New thermal imaging sensor technology is showing promise for enhancements in smartphone and autonomous vehicle applications.
Developed by a team from the Korea Institute of Science and Technology (KIST) and Sungkyunkwan University (SKKU), both in South Korea, the technology can operate at temperatures up to 100°C. It doesn’t require a cooling device, as it can detect and convert infrared (IR) light generated by heat into electrical signals.1
To maintain stability at that 100°C threshold, the researchers used a vanadium dioxide (VO2)-B film, an IR absorber that can soak in a large amount of external IR light. Thus, heat signatures were detected with about three times more sensitivity and converted into electrical signals, according to the researchers. The team notes that the device can obtain the same level of IR signals at 100°C as it can at room temperature. In fact, the researchers found that heat signatures were detected with 3X more sensitivity and converted into electrical signals, thanks to the IR absorber.
Higher speeds, higher efficiency
The sensor has demonstrated around 3 ms of response time, even at 100°C, which is about 3–4X faster than conventional methods. This allows it to capture thermal images at 100 fps—traditionally, such technology has been able to capture less than 50 fps.

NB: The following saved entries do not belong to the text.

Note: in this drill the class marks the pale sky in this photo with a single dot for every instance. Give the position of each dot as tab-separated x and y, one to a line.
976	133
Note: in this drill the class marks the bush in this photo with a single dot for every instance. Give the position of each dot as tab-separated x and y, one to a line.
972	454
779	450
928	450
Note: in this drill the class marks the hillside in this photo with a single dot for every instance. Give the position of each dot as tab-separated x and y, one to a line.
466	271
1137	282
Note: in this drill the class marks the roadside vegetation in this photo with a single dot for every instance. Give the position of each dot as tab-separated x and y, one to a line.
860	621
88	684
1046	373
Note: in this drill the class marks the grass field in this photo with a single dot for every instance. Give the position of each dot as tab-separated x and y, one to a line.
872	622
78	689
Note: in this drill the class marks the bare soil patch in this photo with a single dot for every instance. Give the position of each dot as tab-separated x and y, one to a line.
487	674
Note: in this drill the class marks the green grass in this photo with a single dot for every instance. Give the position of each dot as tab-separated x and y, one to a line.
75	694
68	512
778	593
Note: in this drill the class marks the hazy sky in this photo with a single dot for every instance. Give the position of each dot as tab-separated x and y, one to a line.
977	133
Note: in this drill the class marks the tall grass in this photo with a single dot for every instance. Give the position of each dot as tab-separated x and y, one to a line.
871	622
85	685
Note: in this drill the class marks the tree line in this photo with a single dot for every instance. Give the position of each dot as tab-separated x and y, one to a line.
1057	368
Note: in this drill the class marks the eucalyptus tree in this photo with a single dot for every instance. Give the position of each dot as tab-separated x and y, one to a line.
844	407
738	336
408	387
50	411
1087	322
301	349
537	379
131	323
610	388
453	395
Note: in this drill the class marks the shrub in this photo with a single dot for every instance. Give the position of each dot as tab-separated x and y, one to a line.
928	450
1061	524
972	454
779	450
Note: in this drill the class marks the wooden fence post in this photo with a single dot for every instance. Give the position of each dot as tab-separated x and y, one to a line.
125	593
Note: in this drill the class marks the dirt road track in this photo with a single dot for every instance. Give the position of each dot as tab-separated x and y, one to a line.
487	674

Such speed could make the new sensor especially effective in smartphones.
In the wake of the COVID-19 pandemic, and the subsequent need for testing for the virus, thermal imaging sensors are being used to detect and capture images of the body’s heat signatures. Incorporation of such sensors into smartphones as “portable features to create the add-on function of measuring [body] temperature in real time” could make COVID-19 testing even safer and more efficient.
The new thermal imaging sensors also show great promise for safer autonomous vehicles.

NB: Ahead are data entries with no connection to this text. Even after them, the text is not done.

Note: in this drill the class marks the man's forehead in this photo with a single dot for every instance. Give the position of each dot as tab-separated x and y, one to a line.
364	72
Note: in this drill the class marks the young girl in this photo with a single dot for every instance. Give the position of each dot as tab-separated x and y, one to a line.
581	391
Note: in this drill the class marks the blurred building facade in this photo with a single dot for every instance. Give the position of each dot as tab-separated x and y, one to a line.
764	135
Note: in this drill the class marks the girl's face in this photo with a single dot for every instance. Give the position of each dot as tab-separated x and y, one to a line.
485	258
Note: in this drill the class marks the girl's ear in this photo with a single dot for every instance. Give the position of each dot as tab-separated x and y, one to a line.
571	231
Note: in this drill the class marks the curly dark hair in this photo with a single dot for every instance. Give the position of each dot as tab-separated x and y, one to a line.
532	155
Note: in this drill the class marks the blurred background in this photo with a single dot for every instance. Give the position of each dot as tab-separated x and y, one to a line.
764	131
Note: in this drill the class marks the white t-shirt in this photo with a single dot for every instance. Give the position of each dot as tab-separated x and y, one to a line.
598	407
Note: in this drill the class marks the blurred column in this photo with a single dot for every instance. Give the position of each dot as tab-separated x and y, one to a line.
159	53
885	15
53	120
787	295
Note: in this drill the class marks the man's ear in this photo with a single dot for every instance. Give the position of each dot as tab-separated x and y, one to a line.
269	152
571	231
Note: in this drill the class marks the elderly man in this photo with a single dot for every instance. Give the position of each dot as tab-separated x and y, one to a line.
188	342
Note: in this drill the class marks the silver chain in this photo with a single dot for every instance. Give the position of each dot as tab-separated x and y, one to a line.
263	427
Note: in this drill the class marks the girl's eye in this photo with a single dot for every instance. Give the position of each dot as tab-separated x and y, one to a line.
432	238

According to the researchers, existing systems possess limitations in affordability and with regard to operating temperatures. Integration into smartphones and autonomous vehicles require the sensors to operate at a stable level at temperatures of 85°C (smartphones) and 125°C (autonomous vehicles). Conventional thermal imaging sensors require an independent cooling device, which are not only expensive, the researchers note, but they cannot typically operate well at such high temperatures.

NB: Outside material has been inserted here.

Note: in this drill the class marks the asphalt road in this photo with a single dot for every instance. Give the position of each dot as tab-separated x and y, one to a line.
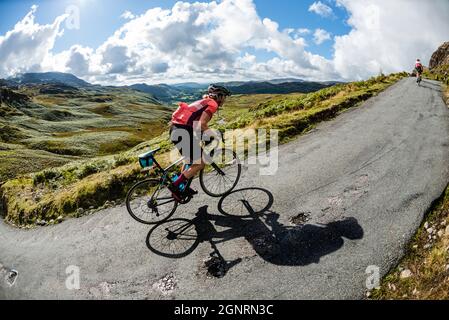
346	197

“We have developed a technology that could dramatically reduce the production cost of thermal-imaging sensors,” says lead researcher Dr. Won Jun Choi, of the Center for Opto-Electronic Materials and Devices at KIST, adding that the new sensor is more responsive and quicker than conventional sensors. “We expect this to accelerate the use of thermal imaging sensors in the military supply, smartphone, and autonomous vehicle industries.”